Friday, September 12, 2008

Não é fácil

O Azul, um amigo meu, é corintiano. Como o próprio apelido delata, ele é negão. Certa vez ele chagara de viagem vestindo a camisa do Corinthians e parou no metrô Trianon na Av. Paulista onde tinha uma festa não sei de que. De lá até nossa casa eram umas três quadras. E nas três quadras ele tomou três “gerais”. Na última, segundo ele, ele mesmo corrigiu a posição do meganha que em dado momento lhe de costas.

Tirei tanto sarro do Azul que entrei pelo cano. Dias atrás fui a um congresso na Itália. Tudo muito bom. Aterrissei em Milão. Que lindo. Que chique. Acontece que pra chegar lá a gente tem que passar dez horas na classe econômica. E eu, além disso, pego dois metrôs e um busão pra chegar ao aeroporto. Na classe econômica tudo é ótimo exceto o espaço, a comida e o atendimento. Quando o rango veio dessa vez a coisa foi feia. Tava apertado; os braços ficavam tão juntos ao corpo pra comer que confundi um cara de blusa verde do meu lado com o Horácio. Outro com uma arcada mais projetada parecia o Roy da família Dinossauro. Depois da refeição (um pão duro, uma salada rota com carne de frango, ou porco, sei lá) pedi um sucão pra ajudar a deglutir tudo. Depois de uns dez minutos sem nada do suco chamei a aeromoça e pedi de novo. Mais algum tempo depois pedi pra ela ver o que aconteceu com o suco (alta taxa de evaporação na aeronave pode ser indício de buraco no casco). Mais alguns minutos e veio ela: o senhor se lembra de ter me pedido algo? Desisti. Com a demora, a saliva que produzi ajudou os movimentos peristálticos.
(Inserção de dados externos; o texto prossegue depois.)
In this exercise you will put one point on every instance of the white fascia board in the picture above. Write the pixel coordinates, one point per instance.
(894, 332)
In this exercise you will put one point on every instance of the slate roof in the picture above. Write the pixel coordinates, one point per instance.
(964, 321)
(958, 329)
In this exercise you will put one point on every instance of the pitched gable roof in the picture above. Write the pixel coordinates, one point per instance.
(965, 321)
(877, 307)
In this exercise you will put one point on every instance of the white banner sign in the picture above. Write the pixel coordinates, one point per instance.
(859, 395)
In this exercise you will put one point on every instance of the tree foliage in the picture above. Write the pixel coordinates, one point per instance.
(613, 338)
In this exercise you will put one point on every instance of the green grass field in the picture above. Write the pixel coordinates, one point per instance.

Mas enfim cheguei à glamurosa cidade italiana. Depois de tudo, meus feromônios obviamente sobrepujavam meu perfume: sim, eu fedia. Os trajes em desalinho, o hálito tosco, cansado, louco pra dar uma barrigada e arrancar qualquer lembrança nutricional daquela comida terrível, a barba por fazer e os poucos fios que restam se comportando igual ao ataque da seleção: cada um pra um lado. Talvez por isso, talvez não, tenha eu chamado tanta atenção da guarda aduaneira. Fui parado, até aí tudo bem, apesar de ter sido o único. O pior aconteceu quando o interrogatório realmente começou, ou melhor nem começou. Bastou o guarda ver o símbolo da federação brasileira no passaporte pra coisa degringolar: a “geral” começou, e pra valer. Minha bagagem foi toda revirada, roupas, livros, papéis amassados com o movimento brusco, revista em todos os compartimentos, minha mochila foi tomada, meu computador aberto e perscrutado na procura de algo oco, a mala sacudida. E tudo isso enquanto cães farejadores faziam seu trabalho na bagagem revirada e em mim. Comecei a temer algum método investigativo mais invasivo, lavagem estomacal, toque retal, sei lá. Por sorte essa última vertente de escrutíneo não ocorreu. Nada encontrado, fui liberado.

Após sair dessa região, comecei a andar meio sem rumo, procurando alguma informação que me levasse até a estação de trem. A meio caminho entretanto, novo embate. Passaporte pedido e... tudo de novo. Desta vez sem cães. Minhas cuecas já eram do conhecimento até dos trabalhadores locais. E eu lá, lembrando do Azul e com cara de corintiano negão em dia de festa na paulista. Devo admitir, não é fácil.